Minha mãe é professora de literatura e meu pai era professor de biologia, mas ele foi pra muito longe. Todos os dias antes de dormir, papai me contava histórias, ele contava principalmente porque eu tinha medo das paredes. Quando minha mãe dizia que podia contar já que tinha muitos livros, eu dizia que queria que papai contasse.

Não sei porque, mas toda vez que ele entrava em meu quarto e sentava ao meu lado na cama, eu me sentia muito bem, como se nada pudesse me machucar.

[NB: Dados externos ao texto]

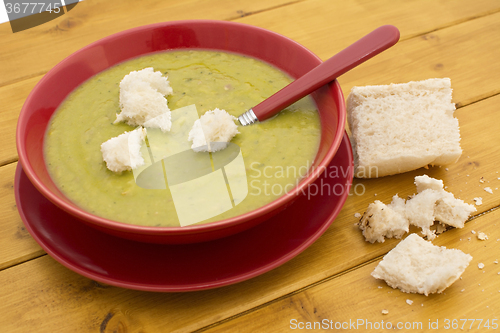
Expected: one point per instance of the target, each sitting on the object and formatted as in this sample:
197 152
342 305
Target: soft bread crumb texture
123 152
216 127
382 221
142 100
402 127
431 203
418 266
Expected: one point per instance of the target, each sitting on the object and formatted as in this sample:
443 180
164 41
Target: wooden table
331 280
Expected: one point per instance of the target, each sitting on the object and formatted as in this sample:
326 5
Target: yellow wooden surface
331 279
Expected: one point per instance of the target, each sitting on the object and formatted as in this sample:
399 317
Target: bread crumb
123 152
142 100
482 236
217 126
418 266
382 221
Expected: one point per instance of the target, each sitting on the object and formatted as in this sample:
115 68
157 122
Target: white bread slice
382 221
142 100
215 126
123 152
401 127
418 266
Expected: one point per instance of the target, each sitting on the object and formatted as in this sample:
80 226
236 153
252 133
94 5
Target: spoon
367 47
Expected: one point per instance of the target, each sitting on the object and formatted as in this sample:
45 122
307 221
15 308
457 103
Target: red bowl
262 44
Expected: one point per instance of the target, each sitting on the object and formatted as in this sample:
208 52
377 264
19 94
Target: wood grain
16 244
33 52
452 52
356 295
340 249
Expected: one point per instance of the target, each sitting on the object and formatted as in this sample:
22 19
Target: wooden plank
457 52
461 56
86 304
16 244
356 297
33 52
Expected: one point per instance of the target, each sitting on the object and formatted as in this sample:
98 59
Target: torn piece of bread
431 203
123 152
418 266
215 126
452 211
425 182
447 209
420 210
142 100
382 221
401 127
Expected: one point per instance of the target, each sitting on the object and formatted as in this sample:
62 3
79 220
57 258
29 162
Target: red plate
172 268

Ele contava, esperava eu dormir e finalmente ia. As vezes eu dormia antes do final, as vezes ele tinha que contar mais de uma história.

Depois que ele se foi, eu ficava assustado todas as noites, espiando debaixo do cobertor as paredes escuras do quarto. Quando o Sol nascia e batia minha janela, eu finalmente fechava os olhos.

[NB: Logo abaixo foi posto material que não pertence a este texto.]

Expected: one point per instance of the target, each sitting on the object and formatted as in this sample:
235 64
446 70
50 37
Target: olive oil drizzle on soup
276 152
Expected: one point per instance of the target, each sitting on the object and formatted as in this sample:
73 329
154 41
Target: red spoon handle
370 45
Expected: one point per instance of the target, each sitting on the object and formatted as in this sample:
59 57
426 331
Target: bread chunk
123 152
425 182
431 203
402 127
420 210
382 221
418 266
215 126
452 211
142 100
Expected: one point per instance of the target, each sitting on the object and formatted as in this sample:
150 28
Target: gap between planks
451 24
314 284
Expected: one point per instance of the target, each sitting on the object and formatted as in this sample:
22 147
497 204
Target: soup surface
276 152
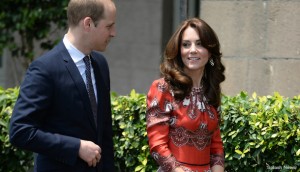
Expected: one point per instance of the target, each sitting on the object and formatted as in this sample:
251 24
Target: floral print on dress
183 133
199 138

Isso me atrapalhou na escola, eu também parei de conversar com meus amigos por medo e ficava calado, eu sempre tive medo de me machucar. Mamãe acabou me levando em um lugar onde a moça usava apenas roupas brancas e lá dentro eu sentia quase a mesma coisa que sentia com papai.

Depois de um tempo, mamãe saiu da escola de onde trabalhava e foi pra outra. Tivemos que sair de nossa casa e eu nunca mais vi a moça de branco, a moça que conversava, brincava e desenhava comigo.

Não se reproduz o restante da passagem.